Payment systems worldwide are gradually transforming to become ‘identity-first’. Consumers are increasingly using their mobile device, digital identity credentials, or biometrics to conduct payments. To enable Visa to be at the forefront of this transformation, the identity and authentication team invents, designs, and builds next-generation digital identity, authentication and biometric systems using cutting edge privacy, security, and machine learning techniques. The team’s vision is seamless, secure, privacy-preserving, transparent and intelligent authentication, and identity checks. The team’s expertise is highly interdisciplinary ranging from deep learning, federated learning, and adversarial learning to applied cryptography, biometrics, and security.

Research projects

  • Privacy-preserving Digital Identity – Identity credentials are being increasingly digitized worldwide, for example, mobile driver licenses in the US and electronic IDs in Europe.
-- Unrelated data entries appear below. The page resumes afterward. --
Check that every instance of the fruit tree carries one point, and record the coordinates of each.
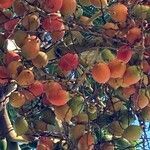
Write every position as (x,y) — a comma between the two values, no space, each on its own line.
(74,74)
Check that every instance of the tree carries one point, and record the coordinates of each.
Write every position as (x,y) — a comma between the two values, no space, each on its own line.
(74,74)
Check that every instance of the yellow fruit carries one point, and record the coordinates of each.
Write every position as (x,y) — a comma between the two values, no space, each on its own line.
(145,113)
(85,2)
(19,37)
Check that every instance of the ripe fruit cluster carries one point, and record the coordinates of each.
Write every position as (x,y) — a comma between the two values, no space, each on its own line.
(78,85)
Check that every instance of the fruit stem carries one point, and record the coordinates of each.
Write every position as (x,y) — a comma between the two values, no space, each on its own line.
(96,15)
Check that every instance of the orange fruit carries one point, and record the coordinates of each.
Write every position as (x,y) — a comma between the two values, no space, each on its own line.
(131,76)
(31,47)
(25,78)
(133,35)
(41,60)
(17,99)
(118,12)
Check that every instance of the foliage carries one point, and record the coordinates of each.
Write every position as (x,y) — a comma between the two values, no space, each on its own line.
(74,74)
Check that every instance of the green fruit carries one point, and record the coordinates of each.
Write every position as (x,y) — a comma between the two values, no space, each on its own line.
(76,105)
(132,133)
(21,126)
(3,144)
(107,55)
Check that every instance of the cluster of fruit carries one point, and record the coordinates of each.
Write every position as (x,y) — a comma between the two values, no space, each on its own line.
(77,111)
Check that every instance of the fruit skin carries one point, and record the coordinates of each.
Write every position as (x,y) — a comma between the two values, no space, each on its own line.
(110,29)
(21,126)
(19,37)
(117,68)
(131,76)
(99,3)
(101,73)
(41,60)
(47,142)
(3,144)
(25,78)
(77,105)
(85,2)
(50,5)
(140,99)
(54,24)
(14,68)
(42,147)
(34,90)
(6,3)
(133,35)
(31,47)
(11,56)
(107,55)
(4,75)
(55,94)
(86,142)
(145,113)
(68,62)
(68,7)
(10,25)
(118,12)
(63,113)
(17,99)
(31,22)
(132,133)
(146,66)
(124,53)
Furthermore, privacy regulations are being developed to regulate acceptance and use of identity credentials in each geography (for example, General Data Protection Regulation and California Consumer Privacy Act). The team is researching methods and techniques to enable digital identity credential ecosystem to be user-centric, decentralized and privacy-aware.
  • Passwordless Authentication Security – User credentials such as PINs and passwords are the prevalent way of authentication on the web. However, use of such credentials is fraught with security, usability, and privacy issues such as phishing, and lost or stolen credentials. To overcome these limitations, an accelerating trend in industry is passwordless authentication. We are researching and developing methods and techniques for secure passwordless authentication.
  • Interoperable and Secure Biometric Recognition – Biometric traits, both physiological (e.g., face, finger, iris, voice) and behavioral (e.g., gait, keystrokes) are being increasingly adopted for seamless, highly accurate and secure user recognition in payment applications. We are designing methods and techniques for large scale biometric systems to become interoperable, privacy-preserving, and end-to-end secure.

 


Quantum Information Sciences and Quantum Computation

As the size and reliability of quantum computers continue to increase, practical applications where they outperform classical computers are expected to emerge. Understanding their capabilities and impact in the payments industry is a central part of our mission. To that end, we study questions in quantum information processing and quantum computing, including:

  • Exploring where quantum computers may have an edge over classical computers.
  • Assessing which aspects of the payment ecosystem could be influenced by the introduction of quantum computers.
  • Examining quantum cryptographic solutions to understand their advantages and benefits over classical alternatives.